There is a growing recognition that vast agri-businesses turning out the cheapest possible food are no longer a safe or sustainable method of production. COVID-19 has highlighted weaknesses. By mid-June, five thousand confirmed COVID-19 cases had been reported across 115 meat or poultry plants in 19 US states, causing closures which resulted in shortages and price-rises. If there are further spikes of Coronavirus, or future pandemics of unknown diseases, ‘America First’ will dictate the allocation of US supplies.
The longer the distance from exporter to importer, the more the air and sea miles, the greater is the use of fossil fuels for freight transport. Exports from the East coast of America to the UK involve around 2,500 air or shipping miles.
Nearly 30 percent of the food we import comes from EU countries. Most of our agricultural exports go to Europe. Disrupting our closest market – just 22 miles across the Channel – makes no environmental sense, and will cause untold harm to both farmers and consumers.
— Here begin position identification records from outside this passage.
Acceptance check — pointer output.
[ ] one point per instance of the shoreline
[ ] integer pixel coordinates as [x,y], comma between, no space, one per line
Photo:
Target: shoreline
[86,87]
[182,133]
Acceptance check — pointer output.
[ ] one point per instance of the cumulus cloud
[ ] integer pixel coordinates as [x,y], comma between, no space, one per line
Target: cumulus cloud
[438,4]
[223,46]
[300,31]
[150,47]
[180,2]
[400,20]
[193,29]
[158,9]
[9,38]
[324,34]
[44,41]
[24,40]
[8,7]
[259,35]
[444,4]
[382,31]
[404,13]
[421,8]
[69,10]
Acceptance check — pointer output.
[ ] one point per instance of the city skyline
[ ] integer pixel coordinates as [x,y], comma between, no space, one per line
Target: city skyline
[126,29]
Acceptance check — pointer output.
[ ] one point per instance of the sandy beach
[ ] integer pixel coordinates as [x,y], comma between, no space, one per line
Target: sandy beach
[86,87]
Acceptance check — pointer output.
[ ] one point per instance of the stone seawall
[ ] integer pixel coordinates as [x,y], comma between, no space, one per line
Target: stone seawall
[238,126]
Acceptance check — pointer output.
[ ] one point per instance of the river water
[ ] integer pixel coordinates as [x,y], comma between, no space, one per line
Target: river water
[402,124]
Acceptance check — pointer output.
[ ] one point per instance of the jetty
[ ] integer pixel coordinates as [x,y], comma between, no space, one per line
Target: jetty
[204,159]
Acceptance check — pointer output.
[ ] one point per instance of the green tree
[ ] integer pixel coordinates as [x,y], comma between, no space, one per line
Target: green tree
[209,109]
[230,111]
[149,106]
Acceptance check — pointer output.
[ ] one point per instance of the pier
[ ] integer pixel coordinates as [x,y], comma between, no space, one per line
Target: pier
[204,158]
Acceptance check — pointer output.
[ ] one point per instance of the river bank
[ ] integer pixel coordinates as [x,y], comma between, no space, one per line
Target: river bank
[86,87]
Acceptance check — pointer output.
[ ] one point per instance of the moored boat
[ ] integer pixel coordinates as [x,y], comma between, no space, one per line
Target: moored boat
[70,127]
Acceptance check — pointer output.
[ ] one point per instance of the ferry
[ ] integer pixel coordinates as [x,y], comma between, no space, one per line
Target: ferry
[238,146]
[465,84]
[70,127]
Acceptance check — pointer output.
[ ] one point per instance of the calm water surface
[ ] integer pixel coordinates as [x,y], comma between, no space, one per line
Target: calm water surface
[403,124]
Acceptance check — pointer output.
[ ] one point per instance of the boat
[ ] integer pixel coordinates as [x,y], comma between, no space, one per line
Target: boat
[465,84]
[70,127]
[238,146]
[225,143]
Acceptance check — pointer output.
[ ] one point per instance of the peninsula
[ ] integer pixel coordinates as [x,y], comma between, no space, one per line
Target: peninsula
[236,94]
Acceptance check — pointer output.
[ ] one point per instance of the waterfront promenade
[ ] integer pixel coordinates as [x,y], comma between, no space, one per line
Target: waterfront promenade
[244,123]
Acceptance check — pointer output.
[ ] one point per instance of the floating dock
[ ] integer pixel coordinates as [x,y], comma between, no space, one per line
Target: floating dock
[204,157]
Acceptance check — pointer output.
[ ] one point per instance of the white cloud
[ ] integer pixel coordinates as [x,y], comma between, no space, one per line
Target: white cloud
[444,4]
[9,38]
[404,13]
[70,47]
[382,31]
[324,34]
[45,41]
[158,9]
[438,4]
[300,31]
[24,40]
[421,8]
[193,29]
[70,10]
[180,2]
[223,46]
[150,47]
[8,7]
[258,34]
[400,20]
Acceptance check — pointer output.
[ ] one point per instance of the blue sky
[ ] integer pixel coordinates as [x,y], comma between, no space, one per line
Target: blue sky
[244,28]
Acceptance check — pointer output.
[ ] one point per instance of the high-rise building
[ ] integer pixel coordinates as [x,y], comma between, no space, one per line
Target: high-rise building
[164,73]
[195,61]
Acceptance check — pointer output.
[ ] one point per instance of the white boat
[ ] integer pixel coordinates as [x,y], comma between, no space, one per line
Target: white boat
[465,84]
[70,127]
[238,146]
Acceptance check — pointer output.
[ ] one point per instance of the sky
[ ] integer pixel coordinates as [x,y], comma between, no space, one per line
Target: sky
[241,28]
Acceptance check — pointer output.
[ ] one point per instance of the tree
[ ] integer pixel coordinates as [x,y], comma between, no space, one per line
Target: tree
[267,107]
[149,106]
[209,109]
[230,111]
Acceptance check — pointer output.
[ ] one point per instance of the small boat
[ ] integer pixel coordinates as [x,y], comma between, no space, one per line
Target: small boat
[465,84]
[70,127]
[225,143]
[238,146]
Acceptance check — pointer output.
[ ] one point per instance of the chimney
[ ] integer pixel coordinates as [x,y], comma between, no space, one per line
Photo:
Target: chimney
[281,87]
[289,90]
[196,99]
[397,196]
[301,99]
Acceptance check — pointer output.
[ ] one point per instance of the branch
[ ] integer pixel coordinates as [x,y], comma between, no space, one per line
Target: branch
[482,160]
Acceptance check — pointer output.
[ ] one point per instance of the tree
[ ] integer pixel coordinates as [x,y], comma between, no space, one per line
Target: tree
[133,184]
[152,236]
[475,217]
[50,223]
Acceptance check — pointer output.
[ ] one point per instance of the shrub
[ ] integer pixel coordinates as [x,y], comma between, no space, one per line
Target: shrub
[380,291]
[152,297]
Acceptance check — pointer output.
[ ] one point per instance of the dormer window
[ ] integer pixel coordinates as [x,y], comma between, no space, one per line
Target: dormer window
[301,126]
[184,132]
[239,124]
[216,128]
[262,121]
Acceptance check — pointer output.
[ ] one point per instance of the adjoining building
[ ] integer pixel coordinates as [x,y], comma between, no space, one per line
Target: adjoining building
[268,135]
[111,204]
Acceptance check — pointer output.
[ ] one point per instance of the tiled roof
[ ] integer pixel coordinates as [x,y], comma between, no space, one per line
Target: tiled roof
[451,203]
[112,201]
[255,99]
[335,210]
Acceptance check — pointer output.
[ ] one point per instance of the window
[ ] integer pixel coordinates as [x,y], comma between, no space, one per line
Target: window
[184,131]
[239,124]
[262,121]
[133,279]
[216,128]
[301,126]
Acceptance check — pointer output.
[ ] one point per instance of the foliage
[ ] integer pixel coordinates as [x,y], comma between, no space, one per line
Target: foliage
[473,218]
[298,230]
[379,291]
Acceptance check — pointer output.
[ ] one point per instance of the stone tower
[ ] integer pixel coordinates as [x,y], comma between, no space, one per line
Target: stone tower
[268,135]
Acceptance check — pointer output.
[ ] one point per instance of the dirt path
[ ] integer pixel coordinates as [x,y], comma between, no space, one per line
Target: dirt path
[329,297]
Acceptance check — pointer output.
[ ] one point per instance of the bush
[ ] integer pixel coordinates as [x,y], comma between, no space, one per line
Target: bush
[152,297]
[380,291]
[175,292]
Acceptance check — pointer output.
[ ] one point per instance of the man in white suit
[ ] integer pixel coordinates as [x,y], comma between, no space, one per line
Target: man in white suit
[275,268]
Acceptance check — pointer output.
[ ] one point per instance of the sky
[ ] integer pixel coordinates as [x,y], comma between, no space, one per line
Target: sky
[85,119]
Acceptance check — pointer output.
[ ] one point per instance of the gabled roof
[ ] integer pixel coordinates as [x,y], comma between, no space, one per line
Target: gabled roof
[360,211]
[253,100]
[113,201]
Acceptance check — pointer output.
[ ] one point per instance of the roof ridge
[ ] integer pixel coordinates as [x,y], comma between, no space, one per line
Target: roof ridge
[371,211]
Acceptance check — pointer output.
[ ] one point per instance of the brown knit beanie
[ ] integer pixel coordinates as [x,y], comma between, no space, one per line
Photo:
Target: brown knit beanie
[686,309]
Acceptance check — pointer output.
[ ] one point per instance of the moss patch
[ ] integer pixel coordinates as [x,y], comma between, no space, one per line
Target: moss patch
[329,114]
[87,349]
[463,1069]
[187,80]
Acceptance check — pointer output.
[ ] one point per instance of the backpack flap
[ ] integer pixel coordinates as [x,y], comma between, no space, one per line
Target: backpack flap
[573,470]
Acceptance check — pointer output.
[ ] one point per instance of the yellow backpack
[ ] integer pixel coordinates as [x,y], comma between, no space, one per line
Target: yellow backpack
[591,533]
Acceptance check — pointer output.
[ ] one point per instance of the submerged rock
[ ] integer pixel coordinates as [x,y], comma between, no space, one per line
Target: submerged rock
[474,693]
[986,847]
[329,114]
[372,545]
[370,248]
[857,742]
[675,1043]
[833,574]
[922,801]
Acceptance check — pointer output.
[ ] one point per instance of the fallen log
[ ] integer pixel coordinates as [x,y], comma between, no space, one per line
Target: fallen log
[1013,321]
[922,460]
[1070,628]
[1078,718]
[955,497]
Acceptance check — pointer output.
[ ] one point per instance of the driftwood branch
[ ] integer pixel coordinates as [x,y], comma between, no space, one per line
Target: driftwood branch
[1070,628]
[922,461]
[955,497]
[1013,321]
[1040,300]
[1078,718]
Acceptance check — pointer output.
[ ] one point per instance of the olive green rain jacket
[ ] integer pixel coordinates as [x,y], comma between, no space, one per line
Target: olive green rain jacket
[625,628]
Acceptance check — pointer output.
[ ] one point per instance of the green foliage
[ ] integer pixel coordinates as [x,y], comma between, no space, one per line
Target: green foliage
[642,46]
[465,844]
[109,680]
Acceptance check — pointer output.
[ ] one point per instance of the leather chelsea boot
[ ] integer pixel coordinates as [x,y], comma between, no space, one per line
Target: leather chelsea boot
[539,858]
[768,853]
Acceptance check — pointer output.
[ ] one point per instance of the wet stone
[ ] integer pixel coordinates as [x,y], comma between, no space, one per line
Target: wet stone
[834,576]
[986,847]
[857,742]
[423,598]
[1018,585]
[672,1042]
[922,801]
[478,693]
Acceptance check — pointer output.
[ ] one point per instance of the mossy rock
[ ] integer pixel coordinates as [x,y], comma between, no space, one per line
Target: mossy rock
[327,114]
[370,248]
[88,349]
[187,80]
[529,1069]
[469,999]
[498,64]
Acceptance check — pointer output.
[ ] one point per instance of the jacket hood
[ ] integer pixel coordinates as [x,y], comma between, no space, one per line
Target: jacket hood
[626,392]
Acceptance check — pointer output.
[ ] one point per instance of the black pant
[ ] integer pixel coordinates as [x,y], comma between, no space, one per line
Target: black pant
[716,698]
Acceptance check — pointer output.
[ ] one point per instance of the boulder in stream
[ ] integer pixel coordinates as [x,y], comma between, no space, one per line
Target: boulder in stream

We are grateful for your role in keeping us fed during this unprecedented crisis. I am sure you share our concerns about food safety and security. Unless the Government maintains the standards that the UK helped shape during our 47-year membership of the EU, we will no longer have free access to the EU market from the end of this year. Please lobby the government on our – and your – behalf to stick to its commitment to guarantee a ‘level playing field’ in ongoing negotiations with the EU.